Gerald and Elizabeth by D.E. Stevenson was first published in 1969 and I really enjoyed it, up until page 188, then I got a shock.
Gerald Burleigh-Brown is on a ship, on his way home from South Africa where he had been working as an electrical engineer at a diamond mine. He left under a very dark cloud, without any references as he had been accused of attempting to steal uncut diamonds and as you can imagine he was very depressed about his future. He was going to London to look for work, but his half-sister Elizabeth has become very successful on the stage and Gerald doesn’t want to contact her, he’s too embarrassed about his situation and is worried that it would somehow harm Elizabeth’s career if anyone found out about the accusation.

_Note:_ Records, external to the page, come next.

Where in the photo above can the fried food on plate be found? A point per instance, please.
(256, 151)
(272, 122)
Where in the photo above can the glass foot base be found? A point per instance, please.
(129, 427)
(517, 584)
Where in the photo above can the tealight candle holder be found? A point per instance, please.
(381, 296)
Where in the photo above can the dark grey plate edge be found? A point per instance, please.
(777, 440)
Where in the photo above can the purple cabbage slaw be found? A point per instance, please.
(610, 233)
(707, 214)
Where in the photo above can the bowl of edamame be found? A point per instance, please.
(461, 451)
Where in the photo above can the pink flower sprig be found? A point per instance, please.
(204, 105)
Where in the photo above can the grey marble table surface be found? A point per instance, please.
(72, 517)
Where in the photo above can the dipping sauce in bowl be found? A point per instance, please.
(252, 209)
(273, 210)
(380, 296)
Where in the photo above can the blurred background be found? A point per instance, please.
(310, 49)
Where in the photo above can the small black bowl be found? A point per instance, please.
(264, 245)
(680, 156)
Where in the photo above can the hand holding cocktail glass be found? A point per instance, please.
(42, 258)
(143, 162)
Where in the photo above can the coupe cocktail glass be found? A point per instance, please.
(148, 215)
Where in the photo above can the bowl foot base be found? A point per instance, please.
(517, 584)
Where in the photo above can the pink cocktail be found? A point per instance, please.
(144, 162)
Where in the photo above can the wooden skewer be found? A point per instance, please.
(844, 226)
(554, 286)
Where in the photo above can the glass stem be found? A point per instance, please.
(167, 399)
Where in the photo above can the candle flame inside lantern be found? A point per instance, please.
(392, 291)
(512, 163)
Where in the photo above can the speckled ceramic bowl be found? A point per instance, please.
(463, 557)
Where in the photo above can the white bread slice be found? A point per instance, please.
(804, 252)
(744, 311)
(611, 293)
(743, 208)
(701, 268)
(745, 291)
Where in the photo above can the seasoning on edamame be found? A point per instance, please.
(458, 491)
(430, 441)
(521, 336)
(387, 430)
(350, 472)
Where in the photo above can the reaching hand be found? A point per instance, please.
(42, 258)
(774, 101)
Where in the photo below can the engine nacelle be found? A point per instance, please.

But Eliabeth spots Gerald in the audience one night and is determined to keep in contact with him. She has a problem of her own. She’s in love with a wealthy shipbuilder. Sir Walter owns a shipyard in Glasgow and he’s keen to marry Elizabeth, but she is sure that there is a strain of mental instability in her family and refuses to marry him. Of course Gerald manages to sort it all out.
There’s quite a bit of travelling from London up to Glasgow and then on to the Scottish Highlands involved in the storyline and it’s all very scenic, especially if you know the areas mentioned, but for me it was ruined by D.E. Stevenson’s anti-semitic attitude. When Gerald is looking for a gift he visits an antiques shop in Glasgow.

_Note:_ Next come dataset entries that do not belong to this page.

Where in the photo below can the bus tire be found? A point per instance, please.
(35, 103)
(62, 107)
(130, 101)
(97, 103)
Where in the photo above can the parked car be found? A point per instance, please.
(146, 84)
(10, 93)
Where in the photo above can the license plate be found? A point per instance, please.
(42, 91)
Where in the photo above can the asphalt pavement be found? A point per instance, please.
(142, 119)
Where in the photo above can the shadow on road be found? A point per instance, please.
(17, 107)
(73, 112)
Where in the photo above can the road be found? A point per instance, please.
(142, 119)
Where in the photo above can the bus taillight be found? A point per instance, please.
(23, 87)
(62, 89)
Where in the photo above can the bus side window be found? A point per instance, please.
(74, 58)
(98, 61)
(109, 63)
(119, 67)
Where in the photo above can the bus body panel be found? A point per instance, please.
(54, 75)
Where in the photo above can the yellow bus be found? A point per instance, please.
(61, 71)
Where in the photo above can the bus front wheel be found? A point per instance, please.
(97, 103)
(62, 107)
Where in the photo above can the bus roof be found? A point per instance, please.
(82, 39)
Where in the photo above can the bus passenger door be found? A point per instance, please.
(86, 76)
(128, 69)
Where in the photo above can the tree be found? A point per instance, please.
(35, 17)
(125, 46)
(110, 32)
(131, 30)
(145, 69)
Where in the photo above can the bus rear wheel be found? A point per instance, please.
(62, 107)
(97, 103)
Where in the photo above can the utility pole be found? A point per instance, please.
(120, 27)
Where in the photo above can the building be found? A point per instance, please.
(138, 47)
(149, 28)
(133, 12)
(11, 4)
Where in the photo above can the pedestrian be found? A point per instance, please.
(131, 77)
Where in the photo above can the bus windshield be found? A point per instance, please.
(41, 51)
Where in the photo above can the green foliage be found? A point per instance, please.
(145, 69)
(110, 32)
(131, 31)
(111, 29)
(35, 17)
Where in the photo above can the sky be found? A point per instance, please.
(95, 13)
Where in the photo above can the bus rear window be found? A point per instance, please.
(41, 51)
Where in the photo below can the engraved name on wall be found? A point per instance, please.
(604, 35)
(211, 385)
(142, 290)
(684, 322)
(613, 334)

The bell jangled as he opened the door and an elderly man with a hooky nose emerged from the back premises. I was surprised by the mention of a hooky nose and I thought ‘surely not’. Then Gerald is annoyed when the dealer refuses to accept a cheque as he doesn’t know him and he has lost money before that way. This is before bank cards of course. Gerald wants him to make enquiries at the bank.
“I’ve no time for that,” replied the little Jew nastily. You’d better go to the bank yourself and come back with the money.” He had been turning Gerald’s cheque over and over in his dirty hands; now he handed it back.

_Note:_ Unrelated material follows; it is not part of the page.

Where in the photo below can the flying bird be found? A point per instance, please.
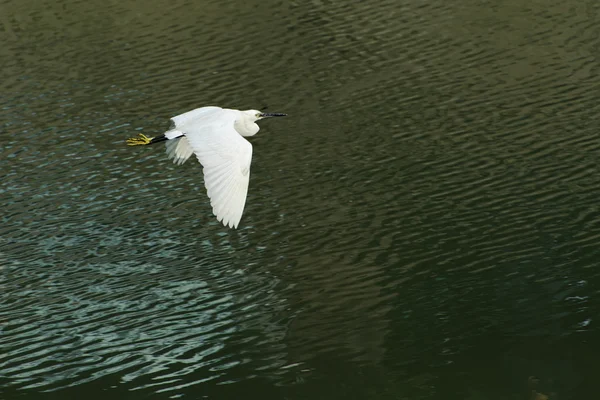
(216, 136)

Honestly I was absolutely gobsmacked, and mortified that any other readers might think that that sort of attitude was normal in Scotland, especially considering that Gerald is portrayed as a decent chap all the way through the book. I can assure you I’ve never heard anything like that. I was ten years old in 1969, but that sort of attitude to Jews seems to me to be medieval. As Robert Burns said a couple of hundred years earlier, “A man’s a man for a’ that.”
I’m also wondering why an editor didn’t strike it out? Days later my heid is still birlin’ just thinking about it. Up until page 188 this was a good read. It was her penultimate book with House of the Deer published in 1970 being her last so maybe she was going a bit odd in the head in her old age, she died in 1973.